Je crois que la restauration est terminée. Pas du tout ! Ah bon ? Avant d’attaquer la consultation des plans, des pages blanches sont nécessaires en tête et en fin d’ouvrage, pour isoler les plans. Quatre pages de chaque côté, ainsi que cela existait autrefois. Respect des plans : on ne les consulte qu’après avoir franchi l’étape de ces pages d’ouverture et de fermeture du registre, qui sont appelées pages de contre-garde et de garde. Le travail est minutieux : « Pour un Atlas, c’est plus compliqué que pour un registre normal ,car il y a plein de mouvements » assure Maud.
La relieuse explique que le papier Vergé, utilisé pour ces pages spécifiques, va s’agrandir d’au moins 5 mm sous l’effet de la colle, et qu’il faut le prévoir lorsqu’elle prend ses repères de coupe. Je suis éberluée devant ces multiples petits gestes, précis et minutieux, qu’il convient d’exécuter.
Et c’est reparti pour encore du papier et de la colle… Une bande de lustrine est ajustée au centre intérieur des registres pour apporter encore de la consolidation, et pour emboîter les plans dans la reliure.
Huit outils sont utilisés par la relieuse : brosse, poncette, pinceau, colle, plioir, marteau, poinçon, cutter.
Voici l’étape ultime : la coupe des pages de garde. Avec les épaisseurs des ferrures, le coup de cutter peut vite déraper. Là encore, vigilance, patience, minutie, précision, sont des qualités bien nécessaires pour exercer ce très beau métier.
Les titres sont posés en dernier. Ils ont été fabriqués à l’Atelier Quillet par l’équipe des doreurs. Ils sont en cuir.
Voici en vidéo quelques étapes de ce travail artisanal :
Si vous passez par Ars, je vous recommande d’aller jeter un coup d’oeil à ces cadastres napoléoniens refaits à neuf.
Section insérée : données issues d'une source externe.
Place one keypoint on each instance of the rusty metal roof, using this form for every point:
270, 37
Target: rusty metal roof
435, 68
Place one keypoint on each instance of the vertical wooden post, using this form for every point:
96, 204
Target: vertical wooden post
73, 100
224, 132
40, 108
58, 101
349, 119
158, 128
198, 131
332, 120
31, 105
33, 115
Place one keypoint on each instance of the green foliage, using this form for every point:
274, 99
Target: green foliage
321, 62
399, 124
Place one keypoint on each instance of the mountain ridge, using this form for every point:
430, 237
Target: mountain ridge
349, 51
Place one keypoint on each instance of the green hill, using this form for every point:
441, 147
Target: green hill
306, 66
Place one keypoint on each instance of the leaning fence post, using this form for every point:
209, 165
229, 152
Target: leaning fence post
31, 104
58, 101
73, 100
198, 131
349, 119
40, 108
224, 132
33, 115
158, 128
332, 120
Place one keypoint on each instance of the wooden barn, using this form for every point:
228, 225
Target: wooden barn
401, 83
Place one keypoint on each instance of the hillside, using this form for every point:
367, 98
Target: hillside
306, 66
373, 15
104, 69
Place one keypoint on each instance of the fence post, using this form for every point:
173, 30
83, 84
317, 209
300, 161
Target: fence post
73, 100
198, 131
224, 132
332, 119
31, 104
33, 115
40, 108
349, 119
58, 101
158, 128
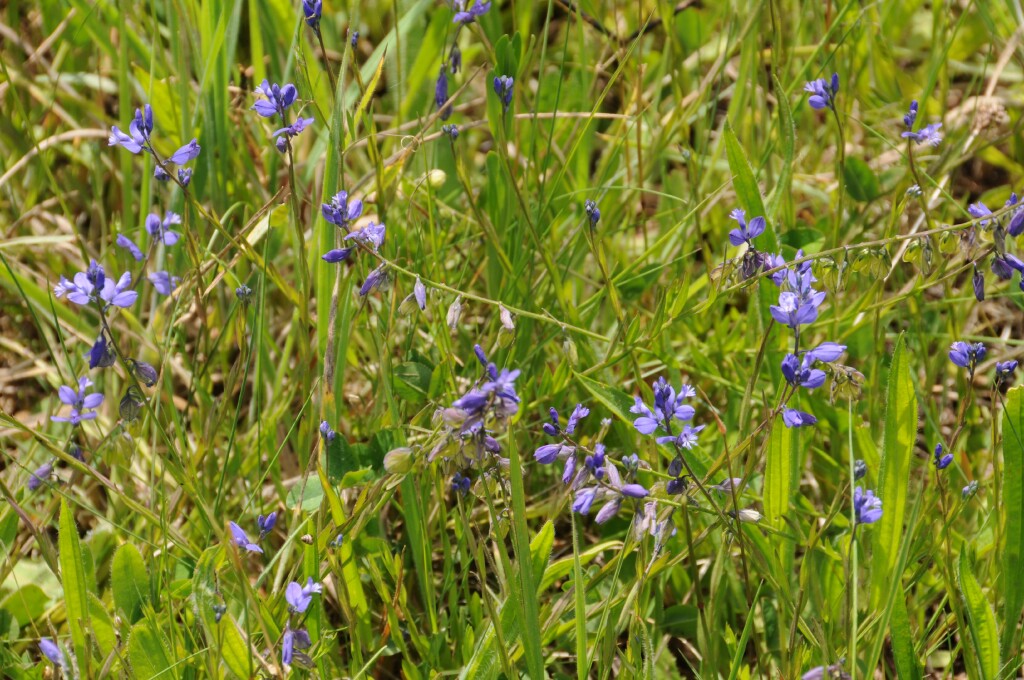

Ils sont dans le bureau du service Urbanisme de la mairie. Le résultat est magnifique.
Lorsque j’ai pris la photo finale, j’ai eu besoin d’aide pour soulever un registre, tellement il est lourd. Il mesure 1 mètre de haut et 70 cm de large.
Mais quel patrimoine, et de quelles histoires d’Ars ces atlas sont-ils le témoignage…
Pour les toucher, il va falloir maintenant mettre des gants !
La réfection des deux tomes a coûté 4 219 € HT. Le Département en a financé 50 %, au titre de la Restauration du patrimoine documentaire historique.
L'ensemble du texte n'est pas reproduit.